Pretty on the nose – the aroma takes me more to Morey than Gevrey but it is darker and more spicy on the palate. Elegant, refined, already married and surprisingly accessible. Moderate length but very elegant.
17 points, JancisRobinson.com (January 2020)
“For fifteen years the Emperor [Napoleon] constantly drank the same wine [Gevrey-Chambertin] , which he liked and which we believed was good for him."
Mémorial de Sainte-Hélène by The Count of Las Cases
Gevrey-Chambertin is the largest wine-producing village in the entire Côte d’Or with the wines typically deeper in colour, with more tannin structure and firmer in body than most red Burgundy. Thanks to the iron-rich clay soils the very best can develop into the richest, biggest and long-lived Pinot Noir - this of course depends on whether the vineyard is located on the steeper slopes or the flatter, richer soils.
Gevrey boasts an impressive nine Grands Crus, with the name of Chambertin retaining a regal omnipresence throughout its finest vineyard names. Chambertin-Clos de Bèze which has the right to sell its wines simply as ‘Chambertin’, and is also the only wine allowed to put the ‘Chambertin’ before (rather than after its own), is considered one of the greats. Quality-wise the next best is generally acknowledged to be Mazis-Chambertin with incredibly concentrated and fine wines, but a little less firm than Le Chambertin. The tiny Griottes-Chambertin, which owes its name to the grill-pan shape of the vineyard rather than the wine’s griotte (sour) cherry aroma, is lower down the slope and boasts a velvety texture and rich fruit reminiscent of Chambertin itself. Gevrey’s largest Grand Cru, Charmes-Chambertin is pure and seductive.

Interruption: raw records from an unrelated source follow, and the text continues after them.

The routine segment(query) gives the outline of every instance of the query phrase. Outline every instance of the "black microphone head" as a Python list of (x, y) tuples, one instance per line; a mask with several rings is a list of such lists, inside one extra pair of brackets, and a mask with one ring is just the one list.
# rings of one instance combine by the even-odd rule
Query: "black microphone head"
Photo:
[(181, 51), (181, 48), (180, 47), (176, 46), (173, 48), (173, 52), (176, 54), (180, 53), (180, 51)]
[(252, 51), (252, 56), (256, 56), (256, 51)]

The wines of Gevrey-Chambertin are deeply colored. They have intense aromas of currants and other small red and black fruits, animal notes of musk and fur, and often a touch of licorice after some bottle aging. They are powerful, with balanced tannins, a soft mouthfeel and good acidity. These are generally robust wines.
While the Magnien family has been operating in Burgundy since the mid-1600s, Domaine Henri Magnien et Fils was established in 1987 by Henri for himself, his son François and his grandson Charles. After working side-by-side with his father, Charles took the reins in 2009 and is now considered to be in the vanguard of the young, energetic winemakers in the Gevrey-Chambertin and the Côte de Nuits.
Domaine Henri Magnien is a small family-owned and run estate of a mere six hectares of vineyard holdings. What they lack in hectarage they make up for in undoubted Gevrey-Chambertin quality. The Magnien family’s inexorable march to organic viticulture has been going for years with around 80% already complete. Charles, considered to be one of Burgundy’s rising stars, employs Selection Massale, or Massal Selection, to plant his more recent vineyards with cutting selections made from 70 to 100-year-old vines. These clonal selections are known as Pinot Magnien (the family has been around for a while) and are widely considered to be the best in the appellation. They are much sought-after and used by the likes of Jérôme Galeyrand.
The Domaine also has many of the very best vineyards, including Lavaux Saint-Jacques, Les Cazetiers and Ruchottes-Chambertin.